Foi casado com Henriqueta Campos Simionato (1906/1992). O casal teve os filhos João Antonio, Celina Chamma e Teresa Aparecida do Carmo, além de cinco netos e dez bisnetos e quatro tataranetos. Teresa foi casada com Ivo Lozi, cujo irmão, Pedro Losi, foi prefeito de Botucatu.

“Poucas foram as lembranças passadas por meu pai, no que se trata da Revolução de 1932. Ele se orgulhava muito em ter se formado como aviador nos anos 1940, tendo concluído curso e tirado brevê de piloto na cidade de Rio Claro”, diz Teresa. “Um dos poucos fatos que ele comentava era que nas trincheiras passava dias com a mesma vestimenta e por muitos dias os voluntários tinham de ficar de campana sem poder tirar suas botas. Numa destas ocasiões, seus pés encheram de bolhas que o impossibilitavam de exercer suas funções rotineiras. Meu pai voltou a Piracicaba para tratar essa enfermidade. O curioso é que quando ele estava aqui, a Revolução acabou, e não teve mais de voltar aos fronts de batalha”, diz Tereza.

Outro participante foi Arthur Maurano, aos 28 anos de idade. Seu filho, Pedro Vicente Ometto Maurano diz que ele parou tudo o que estava fazendo para lutar por São Paulo na região do Vale do Paraíba, na cidade de Cunha, perto de Queluz, divisa de São Paulo com Rio de Janeiro.

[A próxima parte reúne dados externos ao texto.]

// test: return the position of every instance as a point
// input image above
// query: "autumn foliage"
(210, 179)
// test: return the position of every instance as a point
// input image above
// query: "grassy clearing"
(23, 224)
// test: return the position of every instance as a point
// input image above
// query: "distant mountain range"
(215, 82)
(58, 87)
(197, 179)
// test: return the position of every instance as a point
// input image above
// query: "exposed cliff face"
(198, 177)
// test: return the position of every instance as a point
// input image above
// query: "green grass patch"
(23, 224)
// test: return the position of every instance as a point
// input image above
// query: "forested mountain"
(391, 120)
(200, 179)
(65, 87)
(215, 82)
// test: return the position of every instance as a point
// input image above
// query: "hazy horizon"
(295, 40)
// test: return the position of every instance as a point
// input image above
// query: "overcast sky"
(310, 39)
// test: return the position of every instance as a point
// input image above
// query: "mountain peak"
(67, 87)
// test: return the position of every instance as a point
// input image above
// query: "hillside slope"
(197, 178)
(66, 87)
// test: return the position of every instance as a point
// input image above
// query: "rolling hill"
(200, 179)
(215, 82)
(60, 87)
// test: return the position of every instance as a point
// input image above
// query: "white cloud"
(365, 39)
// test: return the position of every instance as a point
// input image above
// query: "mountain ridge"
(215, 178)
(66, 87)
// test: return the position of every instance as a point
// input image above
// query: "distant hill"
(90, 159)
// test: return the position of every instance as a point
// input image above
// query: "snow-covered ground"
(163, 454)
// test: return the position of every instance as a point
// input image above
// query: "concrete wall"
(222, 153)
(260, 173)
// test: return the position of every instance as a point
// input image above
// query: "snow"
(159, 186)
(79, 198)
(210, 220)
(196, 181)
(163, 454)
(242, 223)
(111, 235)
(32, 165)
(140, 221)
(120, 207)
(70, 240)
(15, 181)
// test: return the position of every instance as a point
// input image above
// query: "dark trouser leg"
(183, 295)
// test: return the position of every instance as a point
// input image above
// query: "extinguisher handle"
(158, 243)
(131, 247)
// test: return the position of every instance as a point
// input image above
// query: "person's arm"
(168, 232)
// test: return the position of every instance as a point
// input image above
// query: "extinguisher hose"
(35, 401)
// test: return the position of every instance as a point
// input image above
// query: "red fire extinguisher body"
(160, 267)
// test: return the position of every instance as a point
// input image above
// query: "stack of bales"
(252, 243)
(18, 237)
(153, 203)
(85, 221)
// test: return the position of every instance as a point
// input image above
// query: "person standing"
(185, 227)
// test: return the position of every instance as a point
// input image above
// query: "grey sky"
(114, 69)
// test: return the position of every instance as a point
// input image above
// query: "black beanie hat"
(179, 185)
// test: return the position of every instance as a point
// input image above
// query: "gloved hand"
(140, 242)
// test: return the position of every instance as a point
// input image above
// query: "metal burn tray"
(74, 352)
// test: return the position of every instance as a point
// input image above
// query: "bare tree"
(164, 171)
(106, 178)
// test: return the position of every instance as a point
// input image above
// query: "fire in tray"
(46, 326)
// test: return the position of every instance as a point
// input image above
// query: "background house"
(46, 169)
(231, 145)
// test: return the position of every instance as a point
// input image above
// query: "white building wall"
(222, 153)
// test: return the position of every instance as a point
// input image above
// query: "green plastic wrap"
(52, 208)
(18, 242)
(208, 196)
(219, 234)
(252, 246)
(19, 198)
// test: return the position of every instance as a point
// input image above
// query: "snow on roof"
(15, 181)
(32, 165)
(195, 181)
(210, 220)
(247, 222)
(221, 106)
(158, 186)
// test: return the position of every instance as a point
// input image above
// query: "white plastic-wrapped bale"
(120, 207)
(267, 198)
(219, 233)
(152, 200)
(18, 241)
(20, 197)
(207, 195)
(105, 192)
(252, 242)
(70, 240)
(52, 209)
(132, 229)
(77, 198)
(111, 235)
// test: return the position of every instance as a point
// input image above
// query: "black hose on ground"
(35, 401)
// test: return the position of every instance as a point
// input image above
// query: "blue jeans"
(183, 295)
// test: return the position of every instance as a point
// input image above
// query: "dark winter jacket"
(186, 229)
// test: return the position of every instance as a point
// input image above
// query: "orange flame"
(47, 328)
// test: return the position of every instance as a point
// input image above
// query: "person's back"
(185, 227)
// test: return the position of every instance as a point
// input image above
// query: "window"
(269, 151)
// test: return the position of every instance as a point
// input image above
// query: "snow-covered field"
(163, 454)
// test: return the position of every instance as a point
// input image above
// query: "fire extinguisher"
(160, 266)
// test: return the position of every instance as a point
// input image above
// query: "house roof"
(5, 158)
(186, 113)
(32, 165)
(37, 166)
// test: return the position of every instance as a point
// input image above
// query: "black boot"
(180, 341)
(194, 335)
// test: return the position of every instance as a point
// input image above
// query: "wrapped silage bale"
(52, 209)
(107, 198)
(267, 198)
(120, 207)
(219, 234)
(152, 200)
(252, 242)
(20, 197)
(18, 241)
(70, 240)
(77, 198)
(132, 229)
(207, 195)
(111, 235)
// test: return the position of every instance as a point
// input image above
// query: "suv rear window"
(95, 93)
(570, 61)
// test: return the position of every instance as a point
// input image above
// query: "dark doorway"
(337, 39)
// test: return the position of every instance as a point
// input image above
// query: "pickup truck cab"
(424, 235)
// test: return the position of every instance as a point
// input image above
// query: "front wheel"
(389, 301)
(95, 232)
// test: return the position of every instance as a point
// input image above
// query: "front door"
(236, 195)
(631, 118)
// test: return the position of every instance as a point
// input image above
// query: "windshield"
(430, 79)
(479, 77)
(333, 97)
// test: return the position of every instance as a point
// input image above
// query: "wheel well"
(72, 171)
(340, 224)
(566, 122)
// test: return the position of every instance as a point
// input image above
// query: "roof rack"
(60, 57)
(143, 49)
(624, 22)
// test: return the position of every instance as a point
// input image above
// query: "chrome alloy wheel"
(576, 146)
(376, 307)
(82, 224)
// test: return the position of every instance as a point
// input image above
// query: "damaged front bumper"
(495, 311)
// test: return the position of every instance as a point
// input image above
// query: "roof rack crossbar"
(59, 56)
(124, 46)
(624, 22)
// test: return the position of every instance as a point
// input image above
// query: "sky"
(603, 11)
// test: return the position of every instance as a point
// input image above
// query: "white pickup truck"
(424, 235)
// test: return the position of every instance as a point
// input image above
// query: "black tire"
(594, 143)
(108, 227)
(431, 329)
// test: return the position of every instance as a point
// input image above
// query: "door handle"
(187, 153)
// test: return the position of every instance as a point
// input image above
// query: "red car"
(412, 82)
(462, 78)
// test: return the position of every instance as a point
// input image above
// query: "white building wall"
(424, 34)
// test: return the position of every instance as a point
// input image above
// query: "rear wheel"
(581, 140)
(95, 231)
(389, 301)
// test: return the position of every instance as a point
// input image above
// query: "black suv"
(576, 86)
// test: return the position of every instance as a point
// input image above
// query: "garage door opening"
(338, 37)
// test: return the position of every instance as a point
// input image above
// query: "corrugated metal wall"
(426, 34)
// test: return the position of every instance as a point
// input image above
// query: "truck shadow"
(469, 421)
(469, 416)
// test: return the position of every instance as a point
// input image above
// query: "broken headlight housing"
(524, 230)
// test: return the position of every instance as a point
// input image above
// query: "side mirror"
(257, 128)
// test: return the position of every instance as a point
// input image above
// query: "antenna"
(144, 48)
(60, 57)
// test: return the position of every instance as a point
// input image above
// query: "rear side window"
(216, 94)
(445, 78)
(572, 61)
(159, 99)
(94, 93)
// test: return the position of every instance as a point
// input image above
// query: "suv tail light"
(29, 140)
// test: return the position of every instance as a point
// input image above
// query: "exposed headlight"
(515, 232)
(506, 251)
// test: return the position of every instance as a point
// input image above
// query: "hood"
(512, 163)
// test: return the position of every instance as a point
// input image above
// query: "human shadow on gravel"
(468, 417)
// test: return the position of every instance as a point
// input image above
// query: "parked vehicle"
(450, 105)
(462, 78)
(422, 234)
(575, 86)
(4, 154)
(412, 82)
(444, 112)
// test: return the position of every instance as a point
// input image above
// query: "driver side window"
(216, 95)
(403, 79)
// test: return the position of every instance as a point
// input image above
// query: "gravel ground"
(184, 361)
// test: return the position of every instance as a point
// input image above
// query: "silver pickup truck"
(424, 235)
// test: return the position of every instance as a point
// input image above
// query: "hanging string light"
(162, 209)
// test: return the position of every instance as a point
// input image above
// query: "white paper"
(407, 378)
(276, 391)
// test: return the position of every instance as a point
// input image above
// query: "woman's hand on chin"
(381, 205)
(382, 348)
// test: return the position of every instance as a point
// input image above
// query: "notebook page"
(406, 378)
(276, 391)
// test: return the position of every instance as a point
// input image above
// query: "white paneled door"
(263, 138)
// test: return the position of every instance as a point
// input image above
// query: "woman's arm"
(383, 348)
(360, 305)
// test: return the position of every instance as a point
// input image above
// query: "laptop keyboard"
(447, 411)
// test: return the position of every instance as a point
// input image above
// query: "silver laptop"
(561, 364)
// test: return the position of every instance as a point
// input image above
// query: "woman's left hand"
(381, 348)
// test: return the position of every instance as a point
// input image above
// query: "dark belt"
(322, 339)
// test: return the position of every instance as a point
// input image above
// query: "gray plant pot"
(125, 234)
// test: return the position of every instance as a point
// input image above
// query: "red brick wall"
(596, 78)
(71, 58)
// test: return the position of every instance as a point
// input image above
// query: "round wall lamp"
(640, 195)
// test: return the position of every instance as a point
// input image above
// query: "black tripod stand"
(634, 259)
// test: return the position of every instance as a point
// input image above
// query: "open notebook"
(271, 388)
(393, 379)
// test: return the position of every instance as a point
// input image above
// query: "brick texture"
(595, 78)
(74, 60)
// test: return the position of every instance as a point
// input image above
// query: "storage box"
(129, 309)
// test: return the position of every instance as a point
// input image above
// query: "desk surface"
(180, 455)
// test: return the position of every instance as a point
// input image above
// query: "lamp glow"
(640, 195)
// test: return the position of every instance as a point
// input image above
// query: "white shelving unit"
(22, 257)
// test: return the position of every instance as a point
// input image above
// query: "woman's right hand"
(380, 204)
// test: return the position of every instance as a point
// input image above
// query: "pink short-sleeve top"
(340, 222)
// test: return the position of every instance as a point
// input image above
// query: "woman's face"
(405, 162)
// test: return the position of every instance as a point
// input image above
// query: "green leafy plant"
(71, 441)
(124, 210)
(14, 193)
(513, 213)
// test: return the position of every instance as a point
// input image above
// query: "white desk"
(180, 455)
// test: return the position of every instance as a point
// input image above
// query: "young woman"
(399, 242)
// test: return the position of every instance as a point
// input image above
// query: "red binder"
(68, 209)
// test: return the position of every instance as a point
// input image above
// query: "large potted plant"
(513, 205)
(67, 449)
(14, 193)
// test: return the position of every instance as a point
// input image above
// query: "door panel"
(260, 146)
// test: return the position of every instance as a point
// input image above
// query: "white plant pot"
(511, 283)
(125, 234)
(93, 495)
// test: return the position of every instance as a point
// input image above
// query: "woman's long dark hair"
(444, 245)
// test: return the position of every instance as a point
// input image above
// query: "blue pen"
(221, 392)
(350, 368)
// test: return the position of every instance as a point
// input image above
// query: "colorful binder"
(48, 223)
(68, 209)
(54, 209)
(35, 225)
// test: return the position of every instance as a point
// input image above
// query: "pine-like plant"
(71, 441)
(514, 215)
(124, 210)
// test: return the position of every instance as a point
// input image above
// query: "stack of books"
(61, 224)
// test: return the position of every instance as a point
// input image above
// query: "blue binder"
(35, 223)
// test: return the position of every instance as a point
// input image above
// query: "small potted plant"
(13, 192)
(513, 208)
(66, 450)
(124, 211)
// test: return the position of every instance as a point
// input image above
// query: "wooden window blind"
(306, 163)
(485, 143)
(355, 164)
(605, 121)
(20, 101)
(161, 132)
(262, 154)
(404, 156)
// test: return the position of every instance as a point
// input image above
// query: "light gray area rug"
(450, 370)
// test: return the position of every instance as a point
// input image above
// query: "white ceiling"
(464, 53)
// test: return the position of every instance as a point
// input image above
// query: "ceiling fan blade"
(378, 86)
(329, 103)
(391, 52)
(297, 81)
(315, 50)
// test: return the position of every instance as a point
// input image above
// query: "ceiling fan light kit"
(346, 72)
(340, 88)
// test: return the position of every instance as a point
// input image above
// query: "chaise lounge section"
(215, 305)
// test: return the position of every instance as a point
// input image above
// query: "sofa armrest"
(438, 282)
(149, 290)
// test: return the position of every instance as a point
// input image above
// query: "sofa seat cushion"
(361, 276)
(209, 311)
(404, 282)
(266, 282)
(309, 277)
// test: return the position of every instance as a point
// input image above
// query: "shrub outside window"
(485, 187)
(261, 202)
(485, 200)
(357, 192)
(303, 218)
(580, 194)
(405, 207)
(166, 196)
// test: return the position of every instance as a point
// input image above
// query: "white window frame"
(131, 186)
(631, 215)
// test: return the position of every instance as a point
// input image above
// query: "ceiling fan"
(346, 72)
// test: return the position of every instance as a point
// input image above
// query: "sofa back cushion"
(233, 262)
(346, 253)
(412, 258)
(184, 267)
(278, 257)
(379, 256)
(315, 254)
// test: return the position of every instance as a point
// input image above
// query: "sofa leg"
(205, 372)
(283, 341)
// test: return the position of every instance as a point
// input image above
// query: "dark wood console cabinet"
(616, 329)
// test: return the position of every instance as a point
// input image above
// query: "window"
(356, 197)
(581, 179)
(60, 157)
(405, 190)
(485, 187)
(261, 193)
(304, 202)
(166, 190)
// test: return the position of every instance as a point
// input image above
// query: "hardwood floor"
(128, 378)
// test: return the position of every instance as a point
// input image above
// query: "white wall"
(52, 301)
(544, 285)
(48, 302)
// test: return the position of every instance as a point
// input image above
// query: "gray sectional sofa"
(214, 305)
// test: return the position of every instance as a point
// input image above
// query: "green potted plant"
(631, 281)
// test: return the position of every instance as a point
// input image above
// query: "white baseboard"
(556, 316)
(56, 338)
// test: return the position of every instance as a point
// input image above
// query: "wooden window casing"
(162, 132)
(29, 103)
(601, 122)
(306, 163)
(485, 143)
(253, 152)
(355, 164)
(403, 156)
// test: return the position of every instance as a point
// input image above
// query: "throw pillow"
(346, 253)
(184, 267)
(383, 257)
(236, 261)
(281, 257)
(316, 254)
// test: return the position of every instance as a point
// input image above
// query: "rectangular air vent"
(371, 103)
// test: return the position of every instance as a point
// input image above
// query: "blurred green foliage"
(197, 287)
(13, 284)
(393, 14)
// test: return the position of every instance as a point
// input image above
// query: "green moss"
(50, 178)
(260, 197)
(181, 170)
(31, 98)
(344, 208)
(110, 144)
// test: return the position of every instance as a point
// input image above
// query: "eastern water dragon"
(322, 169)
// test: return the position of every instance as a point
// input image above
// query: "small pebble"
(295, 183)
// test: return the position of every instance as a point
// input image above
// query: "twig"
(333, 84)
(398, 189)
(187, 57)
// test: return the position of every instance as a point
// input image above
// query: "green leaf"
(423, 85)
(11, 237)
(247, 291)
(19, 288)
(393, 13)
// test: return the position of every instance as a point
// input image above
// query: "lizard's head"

O envolvimento com a causa afeitou a família Maurano. Seu irmão, Vicente João Maurano era juiz em Mato Grosso e foi suspenso por ter apoiado a Revolução de 32. A exoneração consta no Boletim Eleitoral de fevereiro de 1933, publicado no Diário Oficial da União, página 500, em "Ato no 359, da Interventoria Federal no Estado de Mato Grosso”.

Diz o texto: “O Dr. Leonidas Antero de Mattos, interventor federal no Estado de Mato Grosso, usando das atribuições que lhe foram conferidas pelo Governo Provisório do Brasil e, entendendo que o Dr. Vicente João Maurano, quando em exercício no cargo de juiz de direito da comarca de Aquidauana prestou o seu concurso pessoal em favor da rebelião deflagrada em julho último, em São Paulo e Mato Grosso; entendendo que dentre os meios que se utilizou o referido magistrado para prestar a sua colaboração em favor dos que se subverteram a ordem pública, se tornou patente o de conferência feita pelo rádio na qual perante os seus jurisdicionados o referido juiz pugnou pelo reconhecimento aos rebeldes da qualidade de beligerantes, colocando-se pois contra princípios de autonomia e contra os da unidade nacional; Atendendo, assim, disposto no art. 2° do decreto n. 215, de 29 do cadente, Resolve suspender das suas funções judiciarias, sem direito a vencimentos o Dr. Vicente João Maurano, juiz de direito da comarca de Aquidauana. Cumpra-se e comunique-se.” (DOU MT, op. cit.)

Arthur Maurano até o fim da vida citava passagens durante o período em que serviu São Paulo. Pedro Maurano relembra que “a caminho do front, pendurado em um caminhão repleto de soldados constitucionalistas sofreu um acidente e cortou o braço esquerdo. Por isso teve que ser levado às pressas ao hospital fazer sutura. Quando estava pronto para retornar, o conflito havia arrefecido”.